Meksika’da ABD sınırına yakın Baja California eyaletinde 50 bin tarım işçisi çalışma koşullarının iyileştirilmesi ve ücretlerinin yükseltilmesi için greve çıktı. Yapılan eyleme polisler saldırdı ve yüzlerce işçiyi gözaltına aldı. Günlük 8 dolar olan ücretlerinin 20 dolara çıkarılmasını ve daha iyi çalışma koşulları talep eden işçiler, ABD sınırına giden tek yolu saatlerce trafiğe kapattılar.
Meksika’da daha önce de 2014’ün Ekim ayında kapitalistlerin çıkarları doğrultusunda revize edilen eğitim sistemine karşı protestolar yükselmişti. “Eğitim reformu” adı altında çıkan yasaya karşı işçiler, öğrenciler grev ve eylem yapmışlardı. Bu öğrencilerden 43 tanesi polis tarafından kaçırılmış ve mafya yardımıyla katledilmişlerdi. Bu duruma öfkelenen yüz binler sokaklara dökülmüş ve “yeter artık!” demişlerdi.
2011 yılında 70 bin öğretmen Oaxaca eyaletinde daha iyi çalışma koşulları için grev yapmıştı. 2006 yılında 250 bin maden işçisi bir kömür madeninde yaşanan patlama nedeniyle 65 işçinin ölümünün ardından greve çıkmıştı. Bunların dışında da irili ufaklı birçok eylem ve grevlerde işçiler kapitalist sömürü düzenine öfkelerin haykırmışlardı.
Dünyanın 13. büyük ekonomisiyle G20 zirvesinde yer alan ve 2020 yılına kadar dünyanın 10. büyük ekonomisi olmayı hedefleyen Meksika’da, hükümet bu doğrultuda çeşitli yasalar çıkarıyor. Bu yasalardan işçilerin payına daha düşük ücret, daha fazla sömürü ve baskı düşüyor. Bu koşullara isyan eden işçiler, emekçiler, öğrenciler ise polis terörüyle karşı karşıya kalıyor. Ekonomik Kalkınma ve İşbirliği Örgütü OECD’nin 2014 yılında yayınladığı raporda Meksika gelir eşitsizliği bakımından Şili’den sonra ikinci sırada bulunuyor. Meksika ayrıca daha iyi yaşam koşuları umuduyla başka ülkelere göç veren ülkelerin de başında geliyor.
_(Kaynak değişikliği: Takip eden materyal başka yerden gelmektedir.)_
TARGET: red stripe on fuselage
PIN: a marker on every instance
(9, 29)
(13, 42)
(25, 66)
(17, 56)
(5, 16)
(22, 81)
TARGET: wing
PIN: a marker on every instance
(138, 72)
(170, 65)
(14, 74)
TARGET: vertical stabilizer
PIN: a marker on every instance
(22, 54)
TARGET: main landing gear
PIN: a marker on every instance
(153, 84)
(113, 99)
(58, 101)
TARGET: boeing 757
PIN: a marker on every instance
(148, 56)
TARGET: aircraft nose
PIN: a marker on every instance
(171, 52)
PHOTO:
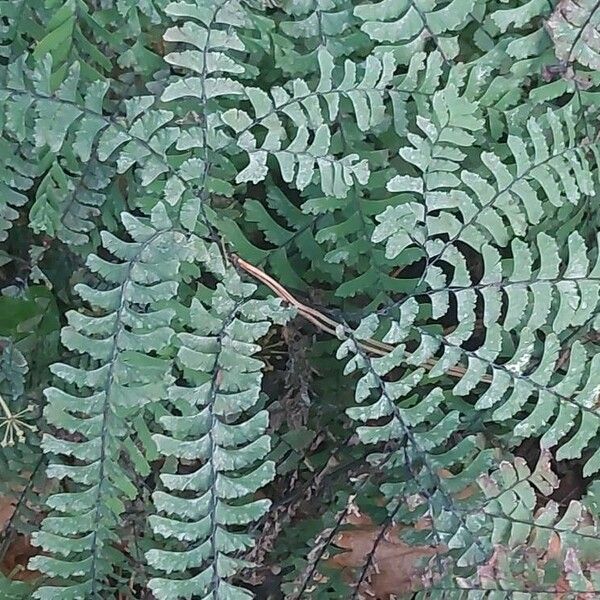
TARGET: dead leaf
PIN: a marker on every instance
(397, 568)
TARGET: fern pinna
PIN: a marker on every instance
(321, 270)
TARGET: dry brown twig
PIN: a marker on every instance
(326, 324)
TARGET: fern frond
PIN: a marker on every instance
(575, 31)
(217, 435)
(129, 322)
(314, 24)
(406, 25)
(302, 107)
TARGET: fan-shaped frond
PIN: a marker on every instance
(217, 435)
(91, 413)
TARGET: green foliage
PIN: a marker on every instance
(272, 266)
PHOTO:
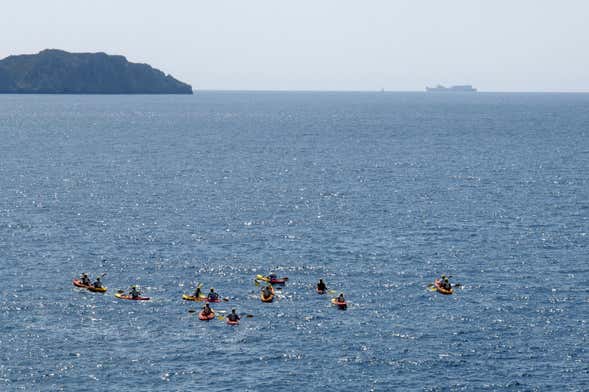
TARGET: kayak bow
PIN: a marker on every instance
(125, 296)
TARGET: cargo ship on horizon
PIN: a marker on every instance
(451, 89)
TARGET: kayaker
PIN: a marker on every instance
(233, 316)
(212, 295)
(98, 283)
(85, 279)
(134, 293)
(267, 291)
(321, 285)
(206, 310)
(445, 283)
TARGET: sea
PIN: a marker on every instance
(377, 193)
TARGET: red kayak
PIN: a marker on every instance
(78, 283)
(125, 296)
(202, 316)
(278, 280)
(341, 305)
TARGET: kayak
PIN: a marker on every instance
(236, 322)
(269, 298)
(97, 289)
(440, 289)
(341, 305)
(78, 283)
(125, 296)
(201, 315)
(272, 281)
(193, 298)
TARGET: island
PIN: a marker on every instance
(53, 71)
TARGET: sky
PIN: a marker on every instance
(404, 45)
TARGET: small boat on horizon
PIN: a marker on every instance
(451, 89)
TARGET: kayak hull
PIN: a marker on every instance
(269, 298)
(97, 289)
(128, 297)
(440, 289)
(272, 281)
(340, 305)
(78, 283)
(203, 317)
(187, 297)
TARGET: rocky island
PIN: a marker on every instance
(53, 71)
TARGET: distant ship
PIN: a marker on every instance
(451, 89)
Meksika’nın komşusu dünya ekonomi devi ABD düşük maliyetler nedeniyle ucuz maliyetli ürünleri Meksika’dan alıyor. Aynı zamanda konumu gereği ve ucuz, nitelikli işgücünün fazla olması nedeniyle otomotiv, petrol, maden, metal firmaları da Meksika’ya yatırım yapmayı tercih ediyor. Bu durum Meksika burjuvazisinin iştahını kabartırken, işçi sınıfına düşük ücretler ve daha uzun çalışma saatleri düşüyor, işçiler iş kazalarında yaralanıyor ve ölüyorlar.
Örnekler Meksika’da kapitalizmin vahşetini, ülkedeki adaletsizliği net olarak yansıtırken, işçilerin hoşnutsuzluğunu ve biriken öfkesini de gözler önüne seriyor. Kapitalist sistemin krizi tüm devletleri daha fazla sömürüye ve daha çok polis devleti uygulamalarına iterken, işçilerin örgütlülüğünün önemini de açıkça ortaya koyuyor.